– Тут стоит редактор для нотной записи?
– Я что-нибудь придумаю.
– А?
– Ну да!
Мы оба подпрыгнули, когда из колонок зазвучал орга́н. Мелодия в верхнем голосе. Ровно идущие четверти нижнего голоса. Ритм неторопливого шага: прогулка по осенней аллее. Мелодические фигурации среднего голоса. Вздохи, мольба: нисходящие малые секунды и нисходящие терции.
Думаете, на меня снизошло озарение? Я начал разбираться в музыке? Это все было написано на следующей странице распечатки: голоса́, терции, фигурации. Отсутствовало главное: название произведения. Какой-то хорал, но какой? Чей?
А главное: какого чёрта?
Аранжировка хорала говорила о современном вторжении. Деликатно, но уверенно в церковное звучание органа вплетались синтезированные звуки. Музыка довольно быстро закончилась: две-три минуты, и все. Для хорала маловато. Хоральная прелюдия? Не успел я вслух посетовать на краткость, как музыка вернулась в другой обработке. Нижний и средний голоса остались за органом, верхний повела труба.
Золотая труба ангела, вставшего над миром.
«Тимофей Докшицер – труба, – уведомил принтер, чуточку пожужжав. – Ольгертс Циньтиньш – орган. И. С. Бах, хоральная прелюдия фа-минор «Ich ruf zu dir Herr Jesu Christ». Прелюдия фа-минор звучала в фильме «Солярис» в обработке Эдуарда Артемьева…»
Я хлопнул себя по лбу:
– Солярис! Ну конечно же, Солярис!
– Солярис? – Тюня задумалась. – В главных ролях Джордж Клуни и Наташа… Не помню, что за Наташа. Нет, Снегирь, там такой музыки не было. Ошибочка вышла.
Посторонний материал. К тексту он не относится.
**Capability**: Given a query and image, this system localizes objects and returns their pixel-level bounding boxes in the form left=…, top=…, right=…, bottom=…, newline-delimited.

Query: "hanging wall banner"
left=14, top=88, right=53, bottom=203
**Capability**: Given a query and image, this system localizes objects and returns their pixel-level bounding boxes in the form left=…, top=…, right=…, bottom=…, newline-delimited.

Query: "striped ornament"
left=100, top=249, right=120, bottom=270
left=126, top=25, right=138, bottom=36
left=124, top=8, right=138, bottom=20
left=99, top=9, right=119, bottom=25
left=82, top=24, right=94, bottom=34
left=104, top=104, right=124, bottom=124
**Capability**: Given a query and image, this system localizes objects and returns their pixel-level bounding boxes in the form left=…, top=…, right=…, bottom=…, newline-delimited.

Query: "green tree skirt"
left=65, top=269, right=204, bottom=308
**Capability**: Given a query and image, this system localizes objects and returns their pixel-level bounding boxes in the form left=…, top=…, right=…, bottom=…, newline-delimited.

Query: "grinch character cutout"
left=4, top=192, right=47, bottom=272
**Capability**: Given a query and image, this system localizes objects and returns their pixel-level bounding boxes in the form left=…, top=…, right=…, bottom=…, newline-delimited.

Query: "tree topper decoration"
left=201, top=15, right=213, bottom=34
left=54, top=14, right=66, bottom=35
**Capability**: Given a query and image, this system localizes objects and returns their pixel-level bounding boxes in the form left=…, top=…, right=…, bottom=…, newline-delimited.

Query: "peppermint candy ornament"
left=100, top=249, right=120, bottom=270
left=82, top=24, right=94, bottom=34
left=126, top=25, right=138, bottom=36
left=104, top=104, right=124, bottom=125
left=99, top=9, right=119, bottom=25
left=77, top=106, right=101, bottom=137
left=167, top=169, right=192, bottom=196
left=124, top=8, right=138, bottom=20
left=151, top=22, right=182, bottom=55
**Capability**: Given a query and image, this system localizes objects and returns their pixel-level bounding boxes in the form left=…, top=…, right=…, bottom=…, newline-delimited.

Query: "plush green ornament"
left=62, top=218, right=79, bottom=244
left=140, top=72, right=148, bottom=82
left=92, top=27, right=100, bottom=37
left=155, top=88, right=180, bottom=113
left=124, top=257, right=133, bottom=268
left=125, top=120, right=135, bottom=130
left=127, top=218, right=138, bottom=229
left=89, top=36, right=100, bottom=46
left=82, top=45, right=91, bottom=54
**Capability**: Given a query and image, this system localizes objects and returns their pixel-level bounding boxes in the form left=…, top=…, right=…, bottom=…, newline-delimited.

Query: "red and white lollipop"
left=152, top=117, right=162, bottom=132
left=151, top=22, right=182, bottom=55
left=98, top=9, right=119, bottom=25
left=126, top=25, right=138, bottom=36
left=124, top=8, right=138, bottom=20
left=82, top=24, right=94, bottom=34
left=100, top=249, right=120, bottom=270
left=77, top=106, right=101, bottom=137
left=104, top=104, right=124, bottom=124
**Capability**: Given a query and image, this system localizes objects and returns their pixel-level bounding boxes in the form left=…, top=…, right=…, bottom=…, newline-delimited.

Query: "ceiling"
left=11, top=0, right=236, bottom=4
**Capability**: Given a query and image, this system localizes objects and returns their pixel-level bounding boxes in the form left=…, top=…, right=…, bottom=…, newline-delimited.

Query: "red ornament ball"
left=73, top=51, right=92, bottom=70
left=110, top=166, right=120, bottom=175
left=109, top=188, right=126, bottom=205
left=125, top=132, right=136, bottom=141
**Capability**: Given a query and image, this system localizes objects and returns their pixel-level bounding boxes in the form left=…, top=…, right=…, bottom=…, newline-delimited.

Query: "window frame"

– В главной роли Донатас Банионис, – рядом с Тюней я чувствовал себя динозавром. Иногда забывалось, насколько я старше гражданки Недерезы. – «Солярис» Тарковского. Эта прелюдия использовалась в саундтреке.
– Ну и что?
Если б я знал, что ей ответить!
– Тебе никогда, – глаза Тюни подозрительно заблестели, – не хотелось узнать, что там?
– Где?
– Ну, там, – она кивнула на принтер, хотя кивать, пожалуй, следовало на системный блок. – По ту сторону?
– Нет. Не хотелось.
– Дурак. Вульгарный материалист.
– Пусть.
– Ты старый, Снегирь. Косный ты. А раньше, в молодости?
– Не хотелось, Тюня. Ни раньше, ни сейчас. Сейчас – особенно.
Меньше всего мне хотелось вдаваться в подробности своей бурной молодости. Нас водила молодость в сабельный поход…
– И все-таки, что там?
Она давила так, словно что-то знала.
– Биты, – я пожал плечами. – Байты.
– И все?
– Тебе мало? Ты только представь: накачанные байты в кожаных куртках. Татуировки, бороды, пирсинг. В руках – биты. Бейсбольные биты. Они смыкают кольцо: байты с битами. Кольцо вокруг тебя. Нравится?
– Да.
– А мне – нет.
– Почему?
– На месте того, кто знает про «там», – я тоже кивнул на принтер, не желая ломать традицию, – я бы нас с тобой вообще выкинул к чертовой матери!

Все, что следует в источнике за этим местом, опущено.